This is Chaplin's 10th film and the fourth and last one that George Nichols directed. Only Mack Sennett directed Chaplin in more movies.
This is also the fourth film where he appears drunk ("Mable's Strange Predicament," "Tango, Tangled," and "His Favorite Pasttime" are the other three). It is the third film that he has Minta Durfee as a love interest ("Making a Living," and Cruel, Cruel Love) and the third film he fights with an enraged Edgar Kennedy ("A Film Johnie" and "Cruel, Cruel Love"). Both Durfee and Kennedy are excellent in their roles.
This is the first film in which Chaplin holds a pie. What is interesting is that nobody gets hit by the pie. Instead Chaplin just sits on it. This indicates that pie throwing in March of 1914 had not yet become a standard device in silent film comedies.
The film does not go for big laughs, but it does have a steady stream of small ones. Especially good is Gordon Griffith as a boy with a big, hysterical laugh who snaps naughty pictures of Durfee and Kennedy with different partners.

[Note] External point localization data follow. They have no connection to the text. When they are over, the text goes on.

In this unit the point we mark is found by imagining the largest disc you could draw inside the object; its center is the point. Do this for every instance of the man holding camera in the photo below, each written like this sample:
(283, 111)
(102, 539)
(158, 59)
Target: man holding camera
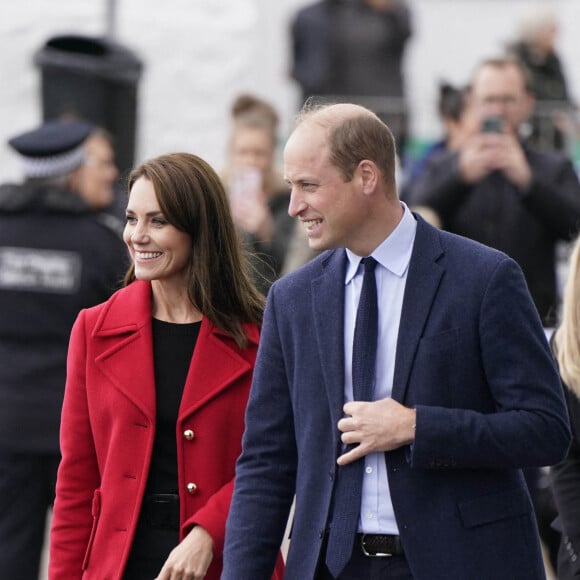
(498, 191)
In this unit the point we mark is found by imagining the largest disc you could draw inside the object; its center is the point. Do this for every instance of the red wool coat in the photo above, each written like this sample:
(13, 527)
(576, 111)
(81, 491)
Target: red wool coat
(107, 432)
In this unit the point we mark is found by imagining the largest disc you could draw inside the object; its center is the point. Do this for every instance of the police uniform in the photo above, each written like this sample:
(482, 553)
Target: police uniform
(56, 257)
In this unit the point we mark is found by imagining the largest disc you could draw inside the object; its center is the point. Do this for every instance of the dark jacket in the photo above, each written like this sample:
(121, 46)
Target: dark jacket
(524, 225)
(56, 257)
(472, 360)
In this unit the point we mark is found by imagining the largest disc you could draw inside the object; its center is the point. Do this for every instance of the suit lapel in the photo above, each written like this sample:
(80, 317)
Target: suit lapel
(328, 314)
(422, 283)
(126, 345)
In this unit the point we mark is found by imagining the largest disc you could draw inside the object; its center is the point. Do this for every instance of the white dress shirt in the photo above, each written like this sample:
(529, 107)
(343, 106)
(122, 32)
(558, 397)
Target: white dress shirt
(393, 257)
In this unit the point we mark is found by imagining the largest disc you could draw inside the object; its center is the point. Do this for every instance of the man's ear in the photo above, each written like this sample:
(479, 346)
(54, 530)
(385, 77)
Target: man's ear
(369, 175)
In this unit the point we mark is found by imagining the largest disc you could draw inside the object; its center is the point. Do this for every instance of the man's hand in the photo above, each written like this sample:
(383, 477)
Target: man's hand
(487, 152)
(190, 559)
(509, 158)
(378, 426)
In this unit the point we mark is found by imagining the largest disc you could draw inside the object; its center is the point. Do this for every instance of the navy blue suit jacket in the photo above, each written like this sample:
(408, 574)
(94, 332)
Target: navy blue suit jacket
(473, 361)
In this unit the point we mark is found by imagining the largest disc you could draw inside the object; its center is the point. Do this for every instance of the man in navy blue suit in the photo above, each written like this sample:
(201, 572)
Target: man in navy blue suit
(465, 389)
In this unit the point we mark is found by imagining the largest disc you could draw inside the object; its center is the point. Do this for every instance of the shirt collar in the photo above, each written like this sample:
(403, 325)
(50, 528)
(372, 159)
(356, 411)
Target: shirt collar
(394, 253)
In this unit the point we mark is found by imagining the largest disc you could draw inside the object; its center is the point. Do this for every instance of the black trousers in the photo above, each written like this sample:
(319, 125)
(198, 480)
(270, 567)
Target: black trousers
(27, 482)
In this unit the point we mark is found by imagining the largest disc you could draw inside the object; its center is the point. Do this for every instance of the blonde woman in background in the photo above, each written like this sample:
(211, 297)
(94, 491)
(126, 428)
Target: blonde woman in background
(259, 197)
(566, 475)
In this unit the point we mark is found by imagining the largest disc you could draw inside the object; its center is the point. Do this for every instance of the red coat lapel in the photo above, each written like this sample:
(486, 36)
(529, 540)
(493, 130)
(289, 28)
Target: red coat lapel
(126, 353)
(125, 345)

The film sets up some nice characters in a rooming house, but it does not go any where. It it is pleasantly more restrained and gentler than most Keystone Films. There is, however, the obligatory raucous ending.
Chaplin had done ten films in about ten weeks at Keystone at this point in time. He would take a small break and the following month come back with the two-reeler "Mable At The Wheel."